Even though this project is small, it already contains core database ideas:

```text
structured records
binary serialization
persistent storage
queries
table scanning
fixed layouts
```

Larger databases add:

```text
indexes
transactions
caching
query planners
locking
concurrency
compression
journals
B-trees
```

But the foundation is still data stored in a structured format.

#### Limitations of This Design

This database rewrites the entire file on exit.

That is simple but inefficient.

The `get` operation scans every record linearly.

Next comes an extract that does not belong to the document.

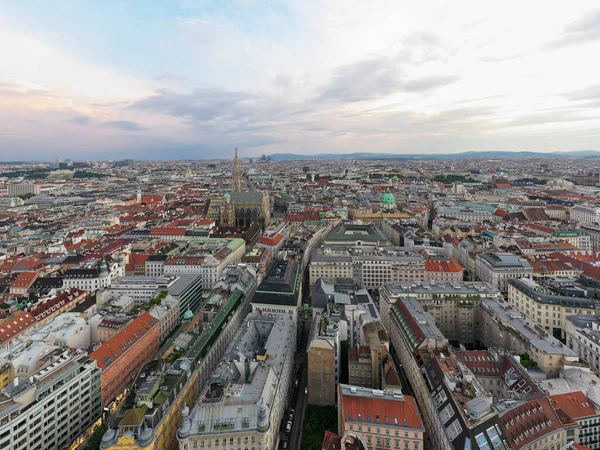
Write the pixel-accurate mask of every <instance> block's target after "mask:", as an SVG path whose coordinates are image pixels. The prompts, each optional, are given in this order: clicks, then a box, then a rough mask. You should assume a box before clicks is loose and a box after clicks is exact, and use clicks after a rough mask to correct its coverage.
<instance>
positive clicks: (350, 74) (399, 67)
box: [320, 58, 460, 103]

Deleted records are not supported.

Strings have fixed limits:

```text
name  -> 32 bytes
email -> 64 bytes
```

The file format depends on machine layout and endianness.

A portable database format would define exact byte ordering explicitly.

These limitations are normal for a first database engine.

#### What You Learned

You built a small persistent database.

You designed a binary record format.

You serialized structs into bytes.

You loaded structs from disk.

You implemented insert, get, and list.

You built an interactive command loop.

You saw why fixed-size layouts simplify storage.

This is one of the most important systems programming ideas: structured memory layouts can become structured storage layouts.